The notation here is gnarly. If we were just trying to sum over all possible \(w\)-way intersection for a fixed \(w\), we could omit the first summation and simply write the second sum as a sum over several dummy indices \(\alpha, \beta, \gamma\), etc.—summing over sets \(A_\alpha, A_\beta, A_\gamma\) indexed by \(1 \leq \alpha < \beta < \gamma \leq n \) is another way of saying “find all combinations (strict sense) of these sets and sum them”. This could be written as multiple sums if we want; it is really a triplet of sums, after all. However, in the actual case under consideration, we do not even have a fixed number of intersections, and there is not a natural way to explicitly write the growing number of summations using multiple summation sigmas.

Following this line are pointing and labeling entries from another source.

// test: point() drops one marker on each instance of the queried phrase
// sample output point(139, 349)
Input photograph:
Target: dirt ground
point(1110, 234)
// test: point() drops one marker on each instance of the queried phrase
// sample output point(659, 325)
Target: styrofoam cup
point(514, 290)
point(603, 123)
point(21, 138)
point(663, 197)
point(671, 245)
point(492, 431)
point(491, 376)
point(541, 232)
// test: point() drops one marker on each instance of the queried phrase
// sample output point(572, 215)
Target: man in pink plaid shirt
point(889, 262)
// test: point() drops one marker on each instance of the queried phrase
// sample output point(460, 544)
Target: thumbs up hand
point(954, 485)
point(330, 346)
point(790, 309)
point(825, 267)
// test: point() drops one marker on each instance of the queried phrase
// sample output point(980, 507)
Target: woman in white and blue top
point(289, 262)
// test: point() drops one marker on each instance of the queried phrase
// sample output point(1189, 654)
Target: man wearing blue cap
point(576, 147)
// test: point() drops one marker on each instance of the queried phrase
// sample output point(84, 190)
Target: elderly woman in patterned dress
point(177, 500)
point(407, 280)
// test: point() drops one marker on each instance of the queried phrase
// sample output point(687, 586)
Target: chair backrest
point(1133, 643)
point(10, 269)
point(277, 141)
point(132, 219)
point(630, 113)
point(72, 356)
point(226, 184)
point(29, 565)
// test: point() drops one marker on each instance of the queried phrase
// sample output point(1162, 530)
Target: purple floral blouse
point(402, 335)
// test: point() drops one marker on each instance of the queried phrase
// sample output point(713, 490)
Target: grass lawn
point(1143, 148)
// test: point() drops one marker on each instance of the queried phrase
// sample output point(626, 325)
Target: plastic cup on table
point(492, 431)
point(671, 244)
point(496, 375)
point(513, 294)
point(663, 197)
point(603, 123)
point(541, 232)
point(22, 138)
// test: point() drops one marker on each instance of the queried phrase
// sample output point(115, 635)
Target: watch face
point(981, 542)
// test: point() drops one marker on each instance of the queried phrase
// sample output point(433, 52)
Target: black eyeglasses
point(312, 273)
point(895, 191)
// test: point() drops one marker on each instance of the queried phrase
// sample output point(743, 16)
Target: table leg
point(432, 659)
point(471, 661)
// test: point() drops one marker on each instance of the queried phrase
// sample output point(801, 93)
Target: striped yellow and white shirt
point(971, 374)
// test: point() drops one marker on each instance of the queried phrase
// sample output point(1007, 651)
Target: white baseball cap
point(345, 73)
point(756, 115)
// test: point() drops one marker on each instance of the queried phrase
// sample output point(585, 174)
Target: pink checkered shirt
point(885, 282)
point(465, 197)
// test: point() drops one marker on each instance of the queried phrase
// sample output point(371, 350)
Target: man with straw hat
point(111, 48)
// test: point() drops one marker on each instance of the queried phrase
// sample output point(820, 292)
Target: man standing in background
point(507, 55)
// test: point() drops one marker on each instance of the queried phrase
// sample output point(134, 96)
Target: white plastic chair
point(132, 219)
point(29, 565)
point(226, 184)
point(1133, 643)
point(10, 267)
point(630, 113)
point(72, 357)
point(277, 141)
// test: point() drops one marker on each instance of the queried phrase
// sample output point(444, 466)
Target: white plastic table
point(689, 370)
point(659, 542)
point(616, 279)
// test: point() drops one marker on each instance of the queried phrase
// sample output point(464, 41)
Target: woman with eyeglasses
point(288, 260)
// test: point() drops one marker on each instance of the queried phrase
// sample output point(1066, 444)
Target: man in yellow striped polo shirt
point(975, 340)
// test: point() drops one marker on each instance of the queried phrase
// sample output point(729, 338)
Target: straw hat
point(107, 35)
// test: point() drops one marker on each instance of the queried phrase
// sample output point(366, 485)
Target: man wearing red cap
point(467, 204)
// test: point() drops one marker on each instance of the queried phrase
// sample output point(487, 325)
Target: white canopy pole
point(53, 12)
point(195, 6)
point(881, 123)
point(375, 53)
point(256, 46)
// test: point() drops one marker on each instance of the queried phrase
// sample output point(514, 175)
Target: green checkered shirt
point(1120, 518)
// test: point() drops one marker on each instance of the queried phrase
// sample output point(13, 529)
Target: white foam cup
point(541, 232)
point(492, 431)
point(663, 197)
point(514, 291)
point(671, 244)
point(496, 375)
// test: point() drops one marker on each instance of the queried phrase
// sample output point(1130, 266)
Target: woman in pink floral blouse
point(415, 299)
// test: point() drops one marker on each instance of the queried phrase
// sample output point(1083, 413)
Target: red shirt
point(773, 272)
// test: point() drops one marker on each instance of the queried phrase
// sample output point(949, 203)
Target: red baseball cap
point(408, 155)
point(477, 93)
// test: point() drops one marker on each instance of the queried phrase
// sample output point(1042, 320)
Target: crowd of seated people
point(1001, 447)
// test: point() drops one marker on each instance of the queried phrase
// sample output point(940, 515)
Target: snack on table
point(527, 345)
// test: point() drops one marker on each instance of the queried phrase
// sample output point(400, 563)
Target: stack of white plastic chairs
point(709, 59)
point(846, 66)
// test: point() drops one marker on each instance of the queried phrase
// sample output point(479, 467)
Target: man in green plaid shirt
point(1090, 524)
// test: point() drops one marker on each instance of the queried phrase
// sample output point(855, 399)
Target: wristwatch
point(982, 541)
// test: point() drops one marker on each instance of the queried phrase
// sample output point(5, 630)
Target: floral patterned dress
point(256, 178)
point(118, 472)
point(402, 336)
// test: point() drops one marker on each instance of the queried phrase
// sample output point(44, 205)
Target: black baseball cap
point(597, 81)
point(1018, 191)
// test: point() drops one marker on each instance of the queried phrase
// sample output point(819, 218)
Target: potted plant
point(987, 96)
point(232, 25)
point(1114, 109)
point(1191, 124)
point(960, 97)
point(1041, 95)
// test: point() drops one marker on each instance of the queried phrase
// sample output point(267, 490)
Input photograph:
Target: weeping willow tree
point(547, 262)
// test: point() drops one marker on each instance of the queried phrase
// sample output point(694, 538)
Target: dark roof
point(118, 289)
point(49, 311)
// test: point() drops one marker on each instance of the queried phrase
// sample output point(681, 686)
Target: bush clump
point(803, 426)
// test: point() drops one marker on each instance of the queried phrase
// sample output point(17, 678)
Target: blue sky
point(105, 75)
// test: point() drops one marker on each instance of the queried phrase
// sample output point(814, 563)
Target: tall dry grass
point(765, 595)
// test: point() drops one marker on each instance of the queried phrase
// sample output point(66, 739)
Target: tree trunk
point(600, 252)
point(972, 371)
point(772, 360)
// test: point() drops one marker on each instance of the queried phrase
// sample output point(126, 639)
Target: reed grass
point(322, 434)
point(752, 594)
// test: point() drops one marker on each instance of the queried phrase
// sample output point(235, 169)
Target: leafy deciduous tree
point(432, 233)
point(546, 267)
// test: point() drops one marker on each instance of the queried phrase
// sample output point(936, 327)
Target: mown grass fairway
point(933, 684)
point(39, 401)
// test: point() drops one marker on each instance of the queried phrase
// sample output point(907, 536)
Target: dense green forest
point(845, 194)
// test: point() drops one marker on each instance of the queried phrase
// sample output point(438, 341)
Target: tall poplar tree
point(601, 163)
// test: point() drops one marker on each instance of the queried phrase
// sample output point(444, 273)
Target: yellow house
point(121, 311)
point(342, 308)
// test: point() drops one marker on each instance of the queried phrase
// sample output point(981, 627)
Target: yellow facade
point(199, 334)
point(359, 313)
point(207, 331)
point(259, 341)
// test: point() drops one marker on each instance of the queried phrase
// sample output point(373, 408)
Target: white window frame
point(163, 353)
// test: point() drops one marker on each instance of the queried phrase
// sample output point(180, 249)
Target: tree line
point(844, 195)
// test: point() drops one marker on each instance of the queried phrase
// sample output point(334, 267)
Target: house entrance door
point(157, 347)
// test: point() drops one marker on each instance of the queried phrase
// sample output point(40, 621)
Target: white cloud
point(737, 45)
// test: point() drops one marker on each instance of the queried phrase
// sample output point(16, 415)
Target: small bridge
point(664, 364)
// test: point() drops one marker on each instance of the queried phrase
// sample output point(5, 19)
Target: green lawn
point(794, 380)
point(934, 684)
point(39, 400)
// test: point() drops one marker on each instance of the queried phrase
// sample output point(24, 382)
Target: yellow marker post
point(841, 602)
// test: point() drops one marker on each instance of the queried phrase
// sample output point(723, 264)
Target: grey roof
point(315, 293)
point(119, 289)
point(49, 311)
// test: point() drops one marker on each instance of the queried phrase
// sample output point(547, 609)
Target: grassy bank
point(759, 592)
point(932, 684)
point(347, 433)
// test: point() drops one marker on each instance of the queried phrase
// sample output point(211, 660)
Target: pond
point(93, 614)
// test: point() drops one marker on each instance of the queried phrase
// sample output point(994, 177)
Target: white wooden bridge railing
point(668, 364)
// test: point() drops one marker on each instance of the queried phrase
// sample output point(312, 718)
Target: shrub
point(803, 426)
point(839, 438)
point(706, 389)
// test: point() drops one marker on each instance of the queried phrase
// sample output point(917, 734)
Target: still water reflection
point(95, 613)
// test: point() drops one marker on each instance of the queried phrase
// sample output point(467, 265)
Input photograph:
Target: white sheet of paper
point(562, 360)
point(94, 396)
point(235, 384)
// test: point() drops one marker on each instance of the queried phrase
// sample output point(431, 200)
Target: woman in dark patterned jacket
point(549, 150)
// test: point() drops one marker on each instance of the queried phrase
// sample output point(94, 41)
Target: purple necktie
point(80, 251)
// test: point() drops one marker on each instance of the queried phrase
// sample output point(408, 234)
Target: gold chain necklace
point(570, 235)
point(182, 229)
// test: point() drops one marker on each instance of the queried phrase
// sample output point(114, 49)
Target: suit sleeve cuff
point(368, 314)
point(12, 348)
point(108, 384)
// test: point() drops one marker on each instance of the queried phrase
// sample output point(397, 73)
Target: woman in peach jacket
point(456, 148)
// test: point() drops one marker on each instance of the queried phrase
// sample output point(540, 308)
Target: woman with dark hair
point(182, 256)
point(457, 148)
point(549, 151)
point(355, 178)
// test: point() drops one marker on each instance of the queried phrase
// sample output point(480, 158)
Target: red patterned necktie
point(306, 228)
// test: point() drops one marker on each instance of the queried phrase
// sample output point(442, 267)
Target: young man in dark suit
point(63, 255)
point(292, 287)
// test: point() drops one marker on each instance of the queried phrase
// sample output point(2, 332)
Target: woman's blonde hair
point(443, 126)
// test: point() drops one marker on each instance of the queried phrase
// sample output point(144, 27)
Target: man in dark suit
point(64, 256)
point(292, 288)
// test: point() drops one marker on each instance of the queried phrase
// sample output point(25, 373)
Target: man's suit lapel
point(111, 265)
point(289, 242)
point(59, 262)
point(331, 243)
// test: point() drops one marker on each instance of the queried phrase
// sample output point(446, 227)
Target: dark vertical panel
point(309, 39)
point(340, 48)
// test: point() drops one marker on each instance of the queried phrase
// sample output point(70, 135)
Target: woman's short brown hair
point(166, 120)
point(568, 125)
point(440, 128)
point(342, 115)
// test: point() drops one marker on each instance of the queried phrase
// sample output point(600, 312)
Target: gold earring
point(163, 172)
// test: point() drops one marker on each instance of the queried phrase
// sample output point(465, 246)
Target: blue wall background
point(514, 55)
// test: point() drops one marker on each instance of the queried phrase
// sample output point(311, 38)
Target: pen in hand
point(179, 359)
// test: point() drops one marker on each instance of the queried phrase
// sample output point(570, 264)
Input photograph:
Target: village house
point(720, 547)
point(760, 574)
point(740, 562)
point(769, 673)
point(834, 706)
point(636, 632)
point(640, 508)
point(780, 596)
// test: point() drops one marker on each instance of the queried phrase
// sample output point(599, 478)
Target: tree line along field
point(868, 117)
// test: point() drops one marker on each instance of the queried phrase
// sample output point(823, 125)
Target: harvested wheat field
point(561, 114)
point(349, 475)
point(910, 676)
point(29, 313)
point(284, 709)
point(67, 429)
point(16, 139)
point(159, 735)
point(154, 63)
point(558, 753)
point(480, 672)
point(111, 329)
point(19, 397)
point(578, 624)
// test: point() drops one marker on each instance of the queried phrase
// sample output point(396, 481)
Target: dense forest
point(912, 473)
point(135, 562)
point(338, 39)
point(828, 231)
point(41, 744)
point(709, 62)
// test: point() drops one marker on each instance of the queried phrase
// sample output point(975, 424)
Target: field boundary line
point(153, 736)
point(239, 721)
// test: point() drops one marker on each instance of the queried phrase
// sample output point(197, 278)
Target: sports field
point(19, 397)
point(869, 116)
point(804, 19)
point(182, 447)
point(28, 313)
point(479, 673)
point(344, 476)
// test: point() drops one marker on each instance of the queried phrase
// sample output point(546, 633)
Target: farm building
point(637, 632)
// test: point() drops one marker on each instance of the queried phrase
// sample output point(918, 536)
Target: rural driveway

Applying the principle of inclusion-exclusion

Now, we use this to work out the number of ways to distribute \(n\) distinguishable items into \(k\) indistinguishable bins.

Here, our sets are actually sets of collections. So, the intersection of, say, \(\mathcal{B}_1\) and \(\mathcal{B}_2\) would be all collections \(B_p, B_q, B_r…\) that have both bin \(b_1\) and bin \(b_2\) empty.

\[\begin{align*} &k^n && \text{# ways to distribute $n$ distinct items into $k$ distinct bins} \cr |\mathcal{B}_j| &= \binom{k}{1} (k-1)^n && \text{size of set of collections with a given bin empty} \cr |\mathcal{B}_j \cap \mathcal{B}_h| &= \binom{k}{2} (k-2)^n && \text{size of set of collections with two given bins both empty} \cr | \bigcup_{j=1}^k \mathcal{B}_j | &= \sum_{j=1}^k (-1)^{j-1} \binom{k}{j} (k-j)^n = \mathscr{B} && \text{set of collections with any of $k$ boxes empty} \cr & k^n - \sum_{j=1}^k (-1)^{j-1} \binom{k}{j} (k-j)^n && \text{number of partitions with no box empty, distinct bins} \cr \end{align*}\]

Now, let’s do a bit of clever algebra on that last expression to get it more tractable. First, we rewrite it as an addition of negative terms, simplifying the exponent; then, we just write the whole expression as one summation.

\[\begin{align*} k^n - \sum_{j=1}^k (-1)^{j-1} \binom{k}{j} (k-j)^n &= k^n + \sum_{j=1}^k (-1)^{j} \binom{k}{j} (k-j)^n \cr &= \sum_{j=0}^k (-1)^{j} \binom{k}{j} (k-j)^n \end{align*}\]

The last trick is to get this in a slightly nicer form. Of course, \((k-j)^n\) for a fixed \(n, k\), variable \(0 \leq j \leq k\) is just a sequence of integers to some power; with natural ordering, this is just \(0, 1, 2^n, 3^n, … k^n\). We might suspect that we could simply re-parameterize this term as \(j^n\) to the same effect. In fact, we can. If we are moving along the element of a row of Pascal’s Triangle, we are taking equal-sized steps up and down a hill. If we move through the old expression, we have terms such as…

\[\begin{align*} \binom{k}{0} k^n + \binom{k}{1} (k-1)^n + ... + \binom{k}{k-2} 2^n + \binom{k}{k-1} + \binom{k}{k} \cr \end{align*}\]

If we rewrite each term, we simply have…

\[\begin{align*} \binom{k}{k} k^n + \binom{k}{k-1} (k-1)^n + ... + \binom{k}{2} 2^n + \binom{k}{1} + \binom{k}{0} \cr \end{align*}\]

The only problem is that the sign should be flipped. We also just divide out by \(k!\) to take care of the fact that the boxes are, in fact, indistinct, so any permutation of the labeled boxes is immaterial.

\[\begin{align*} \left\{\begin{matrix} n \\ k \end{matrix}\right\} &= \frac{1}{k!}\sum_{j=0}^k (-1)^{j} \binom{k}{j} j^n \end{align*}\]
  1. Unfortunately, the standard notation for binomials (where \(k\) is the number of things to put in one of two bins) violates the meaning we otherwise give to \(k\) in these problems, where it indicates the number of bins. This is really only a problem with the standard way of writing the binomial, since \(k_1, k_2, … k_k\) in the multinomial case isn’t entirely execrable notation, but the slightly awkward \(\binom{n}{n_1, n_2, … n_k}\) used by WolframAlpha is much preferable if we want to be eact.